Deux hommes étranges rodent, menaçants. Quand ils s’invitent par la violence, le spectre de Funny Games de Michael Haneke (1997) n’est pas loin. Récit d’une nuit cauchemardesque, Histoires de la nuit tient fermement la tension, remet du corps dans un roman qui cherchait à échapper au réel, et réussit un alliage périlleux entre cinéma d’auteur naturaliste et cinéma de genre.
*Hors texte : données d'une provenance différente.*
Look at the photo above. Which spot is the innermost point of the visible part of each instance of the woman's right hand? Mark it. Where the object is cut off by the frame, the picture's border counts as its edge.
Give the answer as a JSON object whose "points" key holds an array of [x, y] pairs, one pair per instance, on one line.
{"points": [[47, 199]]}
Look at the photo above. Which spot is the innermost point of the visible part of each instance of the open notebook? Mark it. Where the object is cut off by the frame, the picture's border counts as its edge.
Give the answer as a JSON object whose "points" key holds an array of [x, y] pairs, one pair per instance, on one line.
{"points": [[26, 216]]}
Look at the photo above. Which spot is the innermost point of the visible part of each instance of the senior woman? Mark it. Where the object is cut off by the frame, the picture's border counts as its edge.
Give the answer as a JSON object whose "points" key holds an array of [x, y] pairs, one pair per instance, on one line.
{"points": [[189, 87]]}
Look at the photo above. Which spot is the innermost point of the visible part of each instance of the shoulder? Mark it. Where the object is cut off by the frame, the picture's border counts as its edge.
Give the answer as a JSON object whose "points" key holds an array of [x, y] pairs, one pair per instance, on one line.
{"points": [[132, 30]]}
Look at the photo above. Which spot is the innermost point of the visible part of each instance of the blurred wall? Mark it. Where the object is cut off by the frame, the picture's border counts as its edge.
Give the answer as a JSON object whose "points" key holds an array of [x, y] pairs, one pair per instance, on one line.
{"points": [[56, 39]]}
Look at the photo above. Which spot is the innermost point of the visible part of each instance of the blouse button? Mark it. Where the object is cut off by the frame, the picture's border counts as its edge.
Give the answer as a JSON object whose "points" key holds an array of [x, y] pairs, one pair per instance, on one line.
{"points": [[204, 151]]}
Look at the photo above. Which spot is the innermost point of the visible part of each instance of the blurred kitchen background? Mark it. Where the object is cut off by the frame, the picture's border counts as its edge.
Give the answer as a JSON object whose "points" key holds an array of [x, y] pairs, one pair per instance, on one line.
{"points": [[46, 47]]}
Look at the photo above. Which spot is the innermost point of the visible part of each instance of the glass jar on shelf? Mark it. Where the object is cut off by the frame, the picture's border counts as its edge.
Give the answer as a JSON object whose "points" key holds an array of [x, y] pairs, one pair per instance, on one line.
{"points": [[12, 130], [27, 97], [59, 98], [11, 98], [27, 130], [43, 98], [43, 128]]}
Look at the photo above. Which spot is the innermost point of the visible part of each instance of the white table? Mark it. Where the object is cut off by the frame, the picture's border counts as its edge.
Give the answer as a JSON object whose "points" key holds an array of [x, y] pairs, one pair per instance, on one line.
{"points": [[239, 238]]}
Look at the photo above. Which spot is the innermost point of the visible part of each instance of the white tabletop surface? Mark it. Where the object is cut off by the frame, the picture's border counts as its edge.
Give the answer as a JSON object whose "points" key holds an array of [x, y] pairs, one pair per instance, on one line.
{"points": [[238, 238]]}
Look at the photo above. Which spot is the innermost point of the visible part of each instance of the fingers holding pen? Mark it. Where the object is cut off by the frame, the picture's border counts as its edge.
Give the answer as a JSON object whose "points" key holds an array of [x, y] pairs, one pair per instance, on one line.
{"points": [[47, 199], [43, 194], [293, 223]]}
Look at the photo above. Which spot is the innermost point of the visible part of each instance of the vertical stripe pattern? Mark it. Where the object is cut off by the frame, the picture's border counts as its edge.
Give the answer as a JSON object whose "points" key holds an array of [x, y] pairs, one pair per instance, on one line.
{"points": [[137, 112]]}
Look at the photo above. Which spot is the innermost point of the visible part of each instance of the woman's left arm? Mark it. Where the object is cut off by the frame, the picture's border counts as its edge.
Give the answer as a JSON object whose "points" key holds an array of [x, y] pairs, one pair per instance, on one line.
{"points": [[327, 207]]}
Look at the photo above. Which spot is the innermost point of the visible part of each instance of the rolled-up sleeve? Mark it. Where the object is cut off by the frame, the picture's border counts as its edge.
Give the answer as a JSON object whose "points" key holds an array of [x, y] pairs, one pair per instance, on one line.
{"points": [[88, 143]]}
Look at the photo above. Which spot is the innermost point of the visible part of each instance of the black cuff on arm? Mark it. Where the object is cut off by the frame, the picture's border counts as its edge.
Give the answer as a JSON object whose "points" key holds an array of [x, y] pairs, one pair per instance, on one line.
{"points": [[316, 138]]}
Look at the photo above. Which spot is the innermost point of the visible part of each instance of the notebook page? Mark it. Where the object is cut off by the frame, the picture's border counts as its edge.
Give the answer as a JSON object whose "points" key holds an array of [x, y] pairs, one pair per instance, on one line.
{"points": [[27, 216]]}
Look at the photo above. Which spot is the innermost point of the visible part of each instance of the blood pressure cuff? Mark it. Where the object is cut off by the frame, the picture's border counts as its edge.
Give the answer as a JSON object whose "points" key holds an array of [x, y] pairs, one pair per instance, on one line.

Intelligemment, le casting parfait permet à Léa Mysius de faire de chaque personnage une fiction à lui tout seul, comme si les acteurs et actrices charriaient avec eux d’anciens rôles, d’autres imaginaires.

Paul Hamy, Alane Delhaye et Benoit Magimel s’invitent dans le film avec une douceur effrayante pour mieux faire grimper la tension. Histoires de la nuit pousse les curseurs, assume le huis clos et transforme la série B en conte terrible. Car, à l’instar des deux premiers films de Léa Mysius, Histoires de la nuit porte aussi le regard d’une jeune adolescente sur le monde des adultes. Les habitants de cette nuit d’enfer deviennent, à travers le regard d’Ida et la caméra de Léa Mysius, ogres, sorcières, chevalier peureux… et restent en nous longtemps.